Now, soon enough, they'll all be carried off
in hollow ships. I'll be there among them.
And you, my child, you'll follow with me,
to some place where you'll be put to work
at menial tasks, slaving for a cruel master.
Or else some Achaean man will grab your arm
and throw you from the wall—a dreadful death—
in his anger that Hector killed his brother,
or his father, or his son. For Hector's hands
made great numbers of Achaeans sink their teeth
into the broad earth. In wretched warfare,
your father was not gentle. So in our city
they now weep for him. O Hector, what sorrow,
what untold grief you've laid upon your parents.
What painful sorrows will remain for me,
especially for me. As you were dying,
you didn't reach your hand out from the bed,
or give me some final words of wisdom,
something I could remember always,
night and day, as I continue my lament."


Now let’s see what happened earlier in Book 19 when it was the turn of a grieving Briseis:


Briseis, looking like golden Aphrodite,
then saw Patroclus mutilated by sharp bronze.
With a cry, she threw herself on him, hands tearing
at her breast, her tender neck, her lovely face,
fair as a goddess, lamenting:

"Patroclus,
you who brought the utmost joy to my sad heart,
I left you here alive, when I went off,
taken from these huts. But now, at my return,
I find you dead, you, the people's leader.
Again for me, as always, evil follows evil.
I saw the husband I was given to
by my father and my noble mother killed
by sharp bronze before our city. My brothers,
three of them, whom my own mother bore,
whom I loved, have all met their fatal day.
But when swift Achilles killed my husband,
you wouldn't let me weep. You told me then
you'd make me lord Achilles' wedded wife,
he'd take me in his ships to Phthia,
for a marriage feast among the Myrmidons.
You were always gentle. That's the reason
I'll never stop this grieving for your death."

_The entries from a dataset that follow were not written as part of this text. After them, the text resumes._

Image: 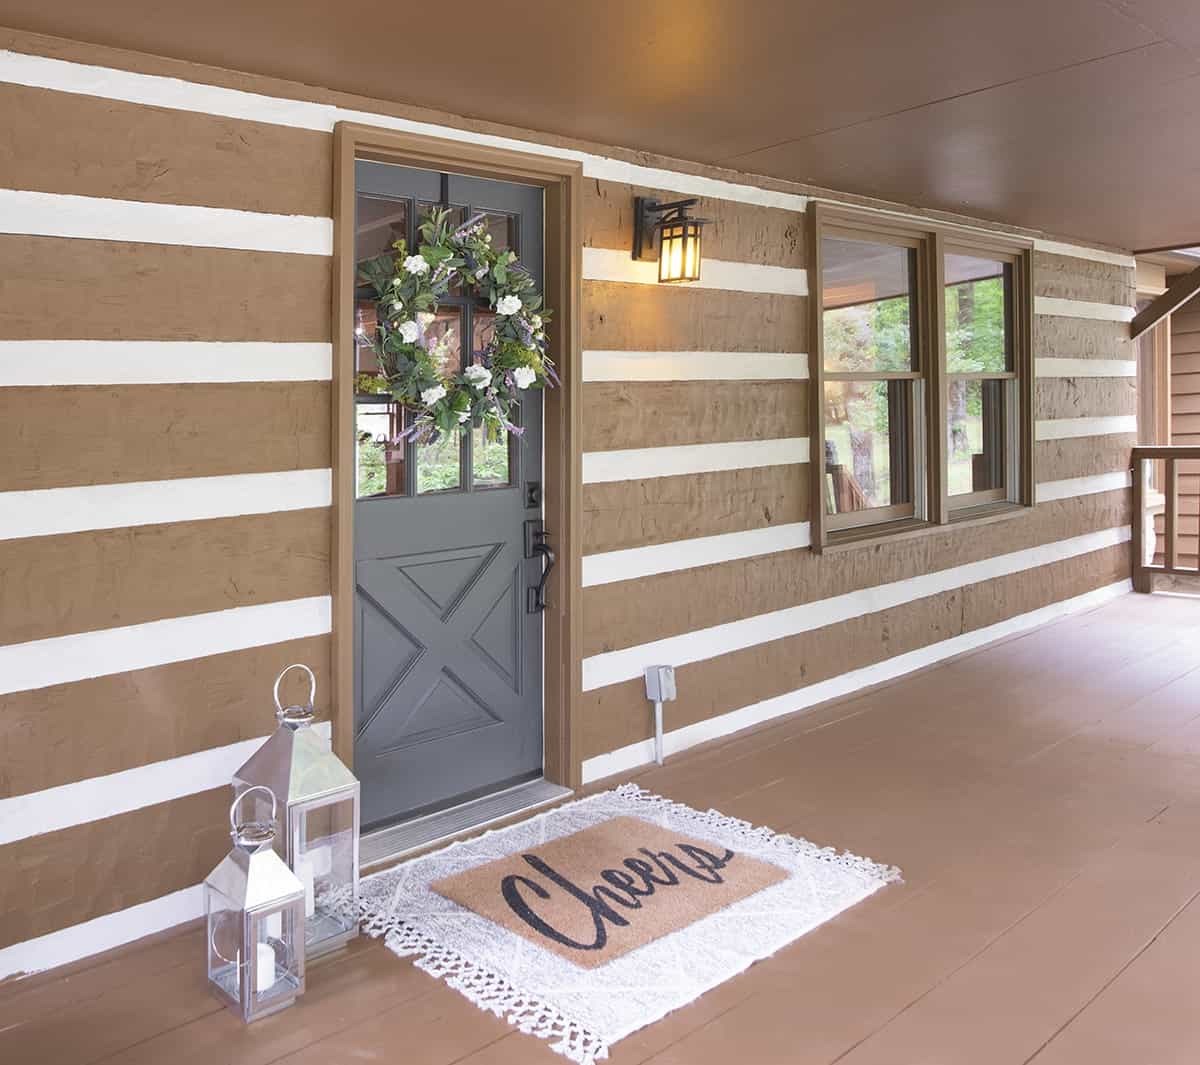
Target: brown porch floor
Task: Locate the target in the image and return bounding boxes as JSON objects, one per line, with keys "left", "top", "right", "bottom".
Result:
{"left": 7, "top": 591, "right": 1200, "bottom": 1065}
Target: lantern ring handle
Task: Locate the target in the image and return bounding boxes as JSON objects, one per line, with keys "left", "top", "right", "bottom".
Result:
{"left": 273, "top": 663, "right": 316, "bottom": 714}
{"left": 230, "top": 784, "right": 277, "bottom": 833}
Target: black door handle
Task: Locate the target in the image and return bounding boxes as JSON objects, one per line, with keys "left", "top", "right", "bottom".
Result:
{"left": 527, "top": 530, "right": 556, "bottom": 613}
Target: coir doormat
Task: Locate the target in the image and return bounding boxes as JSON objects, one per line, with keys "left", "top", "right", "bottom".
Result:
{"left": 358, "top": 785, "right": 900, "bottom": 1063}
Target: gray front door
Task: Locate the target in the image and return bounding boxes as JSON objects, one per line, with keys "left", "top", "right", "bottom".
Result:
{"left": 353, "top": 160, "right": 545, "bottom": 829}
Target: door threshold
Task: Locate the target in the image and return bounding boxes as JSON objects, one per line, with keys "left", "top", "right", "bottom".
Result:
{"left": 359, "top": 777, "right": 573, "bottom": 871}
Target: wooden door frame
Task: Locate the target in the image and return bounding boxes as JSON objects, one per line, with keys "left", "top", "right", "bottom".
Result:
{"left": 330, "top": 121, "right": 584, "bottom": 789}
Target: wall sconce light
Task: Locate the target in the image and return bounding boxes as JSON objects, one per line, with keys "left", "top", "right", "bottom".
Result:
{"left": 633, "top": 197, "right": 709, "bottom": 283}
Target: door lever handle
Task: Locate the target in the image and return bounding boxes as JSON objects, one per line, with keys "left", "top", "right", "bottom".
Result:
{"left": 527, "top": 530, "right": 556, "bottom": 613}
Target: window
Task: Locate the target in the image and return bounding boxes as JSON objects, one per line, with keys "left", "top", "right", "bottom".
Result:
{"left": 810, "top": 204, "right": 1032, "bottom": 548}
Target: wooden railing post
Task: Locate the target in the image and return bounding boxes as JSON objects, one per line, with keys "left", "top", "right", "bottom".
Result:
{"left": 1166, "top": 457, "right": 1179, "bottom": 573}
{"left": 1131, "top": 454, "right": 1151, "bottom": 593}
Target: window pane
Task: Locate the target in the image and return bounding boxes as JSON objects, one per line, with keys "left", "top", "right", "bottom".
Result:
{"left": 355, "top": 195, "right": 408, "bottom": 272}
{"left": 356, "top": 401, "right": 405, "bottom": 498}
{"left": 822, "top": 237, "right": 916, "bottom": 373}
{"left": 473, "top": 424, "right": 511, "bottom": 487}
{"left": 417, "top": 432, "right": 462, "bottom": 494}
{"left": 824, "top": 380, "right": 912, "bottom": 515}
{"left": 948, "top": 378, "right": 1007, "bottom": 498}
{"left": 945, "top": 254, "right": 1012, "bottom": 373}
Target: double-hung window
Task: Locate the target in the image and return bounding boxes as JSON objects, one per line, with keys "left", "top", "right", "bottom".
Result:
{"left": 809, "top": 204, "right": 1033, "bottom": 549}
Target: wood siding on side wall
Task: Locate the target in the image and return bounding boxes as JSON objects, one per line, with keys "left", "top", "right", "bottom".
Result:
{"left": 0, "top": 39, "right": 1138, "bottom": 976}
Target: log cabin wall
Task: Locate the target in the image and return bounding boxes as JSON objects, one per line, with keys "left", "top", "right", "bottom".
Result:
{"left": 0, "top": 27, "right": 1136, "bottom": 978}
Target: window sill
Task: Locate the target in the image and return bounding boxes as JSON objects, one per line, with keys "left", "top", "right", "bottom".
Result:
{"left": 818, "top": 502, "right": 1029, "bottom": 554}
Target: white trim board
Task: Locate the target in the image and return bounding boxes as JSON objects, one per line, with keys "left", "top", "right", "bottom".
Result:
{"left": 1035, "top": 415, "right": 1138, "bottom": 441}
{"left": 0, "top": 49, "right": 807, "bottom": 213}
{"left": 582, "top": 437, "right": 809, "bottom": 484}
{"left": 0, "top": 468, "right": 332, "bottom": 541}
{"left": 0, "top": 884, "right": 206, "bottom": 983}
{"left": 582, "top": 522, "right": 812, "bottom": 587}
{"left": 1035, "top": 471, "right": 1132, "bottom": 503}
{"left": 1036, "top": 358, "right": 1136, "bottom": 378}
{"left": 0, "top": 723, "right": 332, "bottom": 847}
{"left": 0, "top": 188, "right": 332, "bottom": 256}
{"left": 0, "top": 596, "right": 332, "bottom": 696}
{"left": 581, "top": 580, "right": 1132, "bottom": 782}
{"left": 581, "top": 525, "right": 1131, "bottom": 690}
{"left": 1032, "top": 240, "right": 1136, "bottom": 269}
{"left": 0, "top": 340, "right": 332, "bottom": 385}
{"left": 582, "top": 247, "right": 807, "bottom": 296}
{"left": 1034, "top": 296, "right": 1135, "bottom": 323}
{"left": 583, "top": 350, "right": 809, "bottom": 382}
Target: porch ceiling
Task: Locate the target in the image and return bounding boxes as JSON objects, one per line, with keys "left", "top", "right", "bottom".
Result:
{"left": 1, "top": 0, "right": 1198, "bottom": 250}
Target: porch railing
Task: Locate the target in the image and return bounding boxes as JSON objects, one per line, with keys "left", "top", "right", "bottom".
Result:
{"left": 1131, "top": 445, "right": 1200, "bottom": 592}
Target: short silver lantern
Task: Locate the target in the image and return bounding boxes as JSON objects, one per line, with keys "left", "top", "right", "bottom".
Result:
{"left": 233, "top": 664, "right": 360, "bottom": 958}
{"left": 204, "top": 786, "right": 306, "bottom": 1022}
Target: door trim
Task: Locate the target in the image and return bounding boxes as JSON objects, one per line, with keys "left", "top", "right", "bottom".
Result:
{"left": 331, "top": 122, "right": 584, "bottom": 788}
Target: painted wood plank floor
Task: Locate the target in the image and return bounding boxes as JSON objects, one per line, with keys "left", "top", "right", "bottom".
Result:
{"left": 6, "top": 591, "right": 1200, "bottom": 1065}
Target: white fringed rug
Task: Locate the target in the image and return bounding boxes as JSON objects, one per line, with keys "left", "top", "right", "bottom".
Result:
{"left": 358, "top": 784, "right": 901, "bottom": 1063}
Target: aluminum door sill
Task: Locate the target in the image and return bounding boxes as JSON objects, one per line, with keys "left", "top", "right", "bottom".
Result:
{"left": 359, "top": 777, "right": 572, "bottom": 871}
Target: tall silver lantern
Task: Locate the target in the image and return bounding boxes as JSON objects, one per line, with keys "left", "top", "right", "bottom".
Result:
{"left": 233, "top": 664, "right": 360, "bottom": 958}
{"left": 204, "top": 786, "right": 306, "bottom": 1022}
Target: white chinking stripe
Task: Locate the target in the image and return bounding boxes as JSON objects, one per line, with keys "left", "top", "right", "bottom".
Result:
{"left": 0, "top": 188, "right": 332, "bottom": 255}
{"left": 1032, "top": 239, "right": 1136, "bottom": 269}
{"left": 1036, "top": 415, "right": 1137, "bottom": 441}
{"left": 1036, "top": 358, "right": 1136, "bottom": 378}
{"left": 0, "top": 469, "right": 332, "bottom": 541}
{"left": 1034, "top": 296, "right": 1134, "bottom": 323}
{"left": 0, "top": 723, "right": 332, "bottom": 847}
{"left": 0, "top": 50, "right": 806, "bottom": 212}
{"left": 583, "top": 522, "right": 812, "bottom": 587}
{"left": 0, "top": 885, "right": 206, "bottom": 982}
{"left": 583, "top": 350, "right": 809, "bottom": 382}
{"left": 581, "top": 525, "right": 1131, "bottom": 690}
{"left": 581, "top": 579, "right": 1132, "bottom": 782}
{"left": 582, "top": 437, "right": 809, "bottom": 484}
{"left": 0, "top": 340, "right": 332, "bottom": 385}
{"left": 0, "top": 596, "right": 331, "bottom": 696}
{"left": 1035, "top": 471, "right": 1132, "bottom": 503}
{"left": 582, "top": 247, "right": 808, "bottom": 296}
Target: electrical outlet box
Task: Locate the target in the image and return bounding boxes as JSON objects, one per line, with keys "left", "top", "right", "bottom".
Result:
{"left": 644, "top": 664, "right": 676, "bottom": 702}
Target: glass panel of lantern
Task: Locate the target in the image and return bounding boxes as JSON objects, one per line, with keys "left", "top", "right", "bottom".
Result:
{"left": 204, "top": 786, "right": 306, "bottom": 1023}
{"left": 232, "top": 665, "right": 361, "bottom": 958}
{"left": 657, "top": 215, "right": 704, "bottom": 283}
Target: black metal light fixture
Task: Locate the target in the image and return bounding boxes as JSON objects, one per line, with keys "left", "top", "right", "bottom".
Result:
{"left": 633, "top": 197, "right": 709, "bottom": 283}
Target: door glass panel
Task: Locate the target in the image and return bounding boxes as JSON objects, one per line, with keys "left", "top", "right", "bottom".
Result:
{"left": 948, "top": 378, "right": 1006, "bottom": 497}
{"left": 473, "top": 424, "right": 512, "bottom": 487}
{"left": 824, "top": 379, "right": 912, "bottom": 514}
{"left": 417, "top": 432, "right": 462, "bottom": 494}
{"left": 356, "top": 401, "right": 406, "bottom": 498}
{"left": 355, "top": 300, "right": 386, "bottom": 382}
{"left": 945, "top": 254, "right": 1012, "bottom": 373}
{"left": 822, "top": 237, "right": 917, "bottom": 373}
{"left": 476, "top": 210, "right": 517, "bottom": 255}
{"left": 355, "top": 195, "right": 409, "bottom": 271}
{"left": 421, "top": 308, "right": 463, "bottom": 376}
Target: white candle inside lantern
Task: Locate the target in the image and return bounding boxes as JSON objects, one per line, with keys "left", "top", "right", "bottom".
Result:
{"left": 256, "top": 942, "right": 277, "bottom": 993}
{"left": 266, "top": 911, "right": 282, "bottom": 939}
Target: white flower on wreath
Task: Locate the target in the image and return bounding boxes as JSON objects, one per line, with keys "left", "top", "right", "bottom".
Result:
{"left": 457, "top": 410, "right": 471, "bottom": 423}
{"left": 391, "top": 299, "right": 403, "bottom": 311}
{"left": 404, "top": 254, "right": 430, "bottom": 276}
{"left": 496, "top": 294, "right": 522, "bottom": 316}
{"left": 463, "top": 364, "right": 493, "bottom": 389}
{"left": 398, "top": 320, "right": 420, "bottom": 344}
{"left": 530, "top": 314, "right": 542, "bottom": 329}
{"left": 475, "top": 265, "right": 489, "bottom": 280}
{"left": 512, "top": 365, "right": 537, "bottom": 389}
{"left": 420, "top": 384, "right": 446, "bottom": 405}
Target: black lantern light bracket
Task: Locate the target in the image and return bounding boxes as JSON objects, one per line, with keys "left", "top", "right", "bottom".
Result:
{"left": 632, "top": 197, "right": 708, "bottom": 262}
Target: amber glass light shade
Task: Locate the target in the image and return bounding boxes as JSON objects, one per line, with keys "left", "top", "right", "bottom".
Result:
{"left": 657, "top": 217, "right": 703, "bottom": 283}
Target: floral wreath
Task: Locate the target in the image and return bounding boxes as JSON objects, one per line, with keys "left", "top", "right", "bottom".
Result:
{"left": 354, "top": 207, "right": 555, "bottom": 443}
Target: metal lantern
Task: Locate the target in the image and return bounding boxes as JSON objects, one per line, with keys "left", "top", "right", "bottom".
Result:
{"left": 232, "top": 664, "right": 360, "bottom": 958}
{"left": 204, "top": 786, "right": 306, "bottom": 1022}
{"left": 632, "top": 196, "right": 709, "bottom": 283}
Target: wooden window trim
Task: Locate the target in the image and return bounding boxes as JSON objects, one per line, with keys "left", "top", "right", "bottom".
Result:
{"left": 808, "top": 203, "right": 1034, "bottom": 553}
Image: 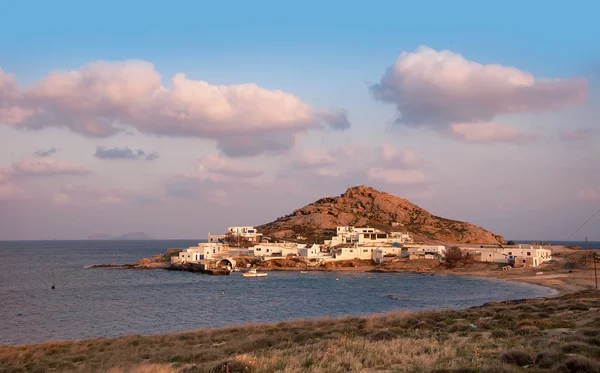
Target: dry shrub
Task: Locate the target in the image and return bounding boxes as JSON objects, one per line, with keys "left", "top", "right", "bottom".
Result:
{"left": 534, "top": 349, "right": 565, "bottom": 369}
{"left": 498, "top": 350, "right": 533, "bottom": 367}
{"left": 517, "top": 325, "right": 539, "bottom": 335}
{"left": 490, "top": 329, "right": 510, "bottom": 339}
{"left": 552, "top": 356, "right": 600, "bottom": 373}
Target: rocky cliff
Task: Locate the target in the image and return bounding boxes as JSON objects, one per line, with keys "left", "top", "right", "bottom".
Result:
{"left": 257, "top": 186, "right": 504, "bottom": 244}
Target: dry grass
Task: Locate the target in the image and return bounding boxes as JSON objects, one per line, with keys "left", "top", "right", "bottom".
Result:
{"left": 0, "top": 290, "right": 598, "bottom": 373}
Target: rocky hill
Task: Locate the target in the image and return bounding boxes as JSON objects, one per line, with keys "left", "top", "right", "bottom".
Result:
{"left": 257, "top": 186, "right": 504, "bottom": 244}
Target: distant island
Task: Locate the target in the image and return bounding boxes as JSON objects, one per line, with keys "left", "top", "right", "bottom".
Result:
{"left": 87, "top": 232, "right": 153, "bottom": 240}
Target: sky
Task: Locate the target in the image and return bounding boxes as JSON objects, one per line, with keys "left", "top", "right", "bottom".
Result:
{"left": 1, "top": 0, "right": 600, "bottom": 240}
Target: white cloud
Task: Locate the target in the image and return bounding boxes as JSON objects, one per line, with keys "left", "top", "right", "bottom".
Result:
{"left": 450, "top": 122, "right": 537, "bottom": 143}
{"left": 367, "top": 168, "right": 426, "bottom": 185}
{"left": 371, "top": 46, "right": 587, "bottom": 127}
{"left": 0, "top": 61, "right": 348, "bottom": 156}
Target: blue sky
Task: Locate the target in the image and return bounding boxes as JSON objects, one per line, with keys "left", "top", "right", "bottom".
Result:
{"left": 1, "top": 0, "right": 599, "bottom": 240}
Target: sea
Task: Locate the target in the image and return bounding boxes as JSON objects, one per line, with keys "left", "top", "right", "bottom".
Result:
{"left": 0, "top": 240, "right": 566, "bottom": 346}
{"left": 514, "top": 240, "right": 600, "bottom": 250}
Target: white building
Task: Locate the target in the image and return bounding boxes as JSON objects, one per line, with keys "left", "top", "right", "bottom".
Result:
{"left": 372, "top": 245, "right": 446, "bottom": 263}
{"left": 327, "top": 226, "right": 412, "bottom": 247}
{"left": 503, "top": 246, "right": 552, "bottom": 267}
{"left": 332, "top": 246, "right": 375, "bottom": 260}
{"left": 299, "top": 244, "right": 323, "bottom": 258}
{"left": 172, "top": 242, "right": 224, "bottom": 264}
{"left": 227, "top": 226, "right": 263, "bottom": 244}
{"left": 465, "top": 245, "right": 552, "bottom": 267}
{"left": 373, "top": 247, "right": 402, "bottom": 263}
{"left": 250, "top": 243, "right": 299, "bottom": 257}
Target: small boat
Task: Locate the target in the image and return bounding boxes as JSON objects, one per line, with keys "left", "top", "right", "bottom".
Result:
{"left": 300, "top": 271, "right": 308, "bottom": 274}
{"left": 242, "top": 268, "right": 267, "bottom": 278}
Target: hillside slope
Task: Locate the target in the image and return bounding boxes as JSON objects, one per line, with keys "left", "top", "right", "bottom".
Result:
{"left": 257, "top": 185, "right": 504, "bottom": 244}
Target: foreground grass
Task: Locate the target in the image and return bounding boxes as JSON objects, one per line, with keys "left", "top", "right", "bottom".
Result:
{"left": 1, "top": 291, "right": 599, "bottom": 373}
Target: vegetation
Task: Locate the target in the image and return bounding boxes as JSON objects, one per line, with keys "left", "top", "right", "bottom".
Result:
{"left": 445, "top": 246, "right": 465, "bottom": 266}
{"left": 1, "top": 290, "right": 598, "bottom": 373}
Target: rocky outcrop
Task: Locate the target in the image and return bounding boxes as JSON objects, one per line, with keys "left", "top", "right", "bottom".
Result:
{"left": 257, "top": 186, "right": 504, "bottom": 244}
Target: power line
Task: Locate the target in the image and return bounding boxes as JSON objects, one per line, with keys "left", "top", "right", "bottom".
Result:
{"left": 564, "top": 205, "right": 600, "bottom": 244}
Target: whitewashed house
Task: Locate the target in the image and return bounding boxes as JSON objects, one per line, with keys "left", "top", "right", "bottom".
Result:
{"left": 299, "top": 244, "right": 323, "bottom": 258}
{"left": 502, "top": 246, "right": 552, "bottom": 267}
{"left": 373, "top": 247, "right": 402, "bottom": 263}
{"left": 328, "top": 226, "right": 413, "bottom": 247}
{"left": 250, "top": 243, "right": 299, "bottom": 257}
{"left": 332, "top": 246, "right": 375, "bottom": 260}
{"left": 172, "top": 243, "right": 224, "bottom": 264}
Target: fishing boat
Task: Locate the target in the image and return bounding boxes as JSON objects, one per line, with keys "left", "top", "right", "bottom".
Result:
{"left": 242, "top": 268, "right": 268, "bottom": 278}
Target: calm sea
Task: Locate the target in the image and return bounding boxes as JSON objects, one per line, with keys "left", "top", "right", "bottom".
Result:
{"left": 0, "top": 240, "right": 556, "bottom": 346}
{"left": 514, "top": 240, "right": 600, "bottom": 250}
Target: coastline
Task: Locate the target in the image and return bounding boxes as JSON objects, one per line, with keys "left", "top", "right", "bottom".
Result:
{"left": 93, "top": 245, "right": 595, "bottom": 297}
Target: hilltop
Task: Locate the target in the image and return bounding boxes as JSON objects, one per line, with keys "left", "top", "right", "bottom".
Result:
{"left": 258, "top": 185, "right": 504, "bottom": 244}
{"left": 87, "top": 232, "right": 153, "bottom": 240}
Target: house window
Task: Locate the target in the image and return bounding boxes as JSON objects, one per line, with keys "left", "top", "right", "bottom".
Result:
{"left": 527, "top": 252, "right": 531, "bottom": 256}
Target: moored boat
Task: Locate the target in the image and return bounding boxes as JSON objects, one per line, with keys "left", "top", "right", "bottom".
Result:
{"left": 242, "top": 268, "right": 267, "bottom": 278}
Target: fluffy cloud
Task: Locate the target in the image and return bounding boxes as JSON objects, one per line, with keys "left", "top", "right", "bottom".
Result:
{"left": 372, "top": 46, "right": 587, "bottom": 127}
{"left": 318, "top": 109, "right": 351, "bottom": 131}
{"left": 450, "top": 122, "right": 538, "bottom": 143}
{"left": 94, "top": 146, "right": 159, "bottom": 161}
{"left": 371, "top": 46, "right": 586, "bottom": 144}
{"left": 0, "top": 61, "right": 348, "bottom": 156}
{"left": 8, "top": 158, "right": 90, "bottom": 177}
{"left": 366, "top": 168, "right": 426, "bottom": 185}
{"left": 575, "top": 187, "right": 600, "bottom": 202}
{"left": 33, "top": 147, "right": 60, "bottom": 157}
{"left": 560, "top": 128, "right": 596, "bottom": 141}
{"left": 186, "top": 154, "right": 264, "bottom": 184}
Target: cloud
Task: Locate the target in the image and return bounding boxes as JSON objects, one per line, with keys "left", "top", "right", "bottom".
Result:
{"left": 450, "top": 122, "right": 538, "bottom": 143}
{"left": 318, "top": 109, "right": 351, "bottom": 131}
{"left": 33, "top": 147, "right": 60, "bottom": 157}
{"left": 379, "top": 143, "right": 423, "bottom": 168}
{"left": 371, "top": 46, "right": 587, "bottom": 136}
{"left": 575, "top": 187, "right": 600, "bottom": 202}
{"left": 367, "top": 168, "right": 426, "bottom": 185}
{"left": 94, "top": 146, "right": 159, "bottom": 161}
{"left": 0, "top": 60, "right": 335, "bottom": 156}
{"left": 9, "top": 158, "right": 90, "bottom": 177}
{"left": 186, "top": 154, "right": 264, "bottom": 184}
{"left": 560, "top": 128, "right": 597, "bottom": 141}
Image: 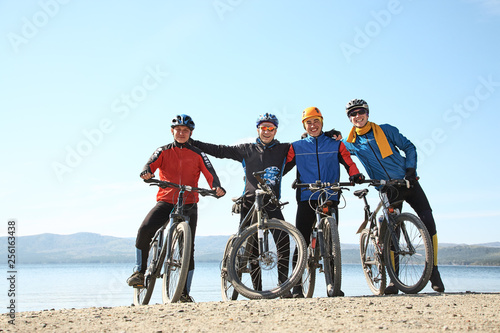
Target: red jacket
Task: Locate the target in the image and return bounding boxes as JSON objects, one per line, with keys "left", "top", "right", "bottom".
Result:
{"left": 143, "top": 141, "right": 222, "bottom": 204}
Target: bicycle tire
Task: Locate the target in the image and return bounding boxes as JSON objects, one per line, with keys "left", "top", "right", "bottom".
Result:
{"left": 322, "top": 217, "right": 342, "bottom": 297}
{"left": 133, "top": 240, "right": 161, "bottom": 305}
{"left": 227, "top": 219, "right": 307, "bottom": 299}
{"left": 383, "top": 213, "right": 433, "bottom": 294}
{"left": 162, "top": 222, "right": 192, "bottom": 303}
{"left": 301, "top": 244, "right": 317, "bottom": 298}
{"left": 359, "top": 228, "right": 386, "bottom": 295}
{"left": 221, "top": 235, "right": 239, "bottom": 301}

As Briseis said this, she wept. The women joined her
in wailing for Patroclus, though each of them
had her own private sorrows.


Isn’t the Iliad simply amazing? Greek literature gives me hope. The Greeks give me hope. For the same reasons the Polish filmmaker Andrzej Wajda is such an absolute joy for me. From what I’ve seen of his handiworks, Wajda communicates hope without the customary rah rah of misplaced optimism.

And I find myself trying to think daily about how we should remember the myriad possibilities in our more distressed moments.

The astonishment of the ongoing saga of our collective endeavor might actually lie in the possibilities for the emergence of that “unbounded vitality,” and “appetite for life,” out of terribly dreary, suffocating, muddy and cruel milieus.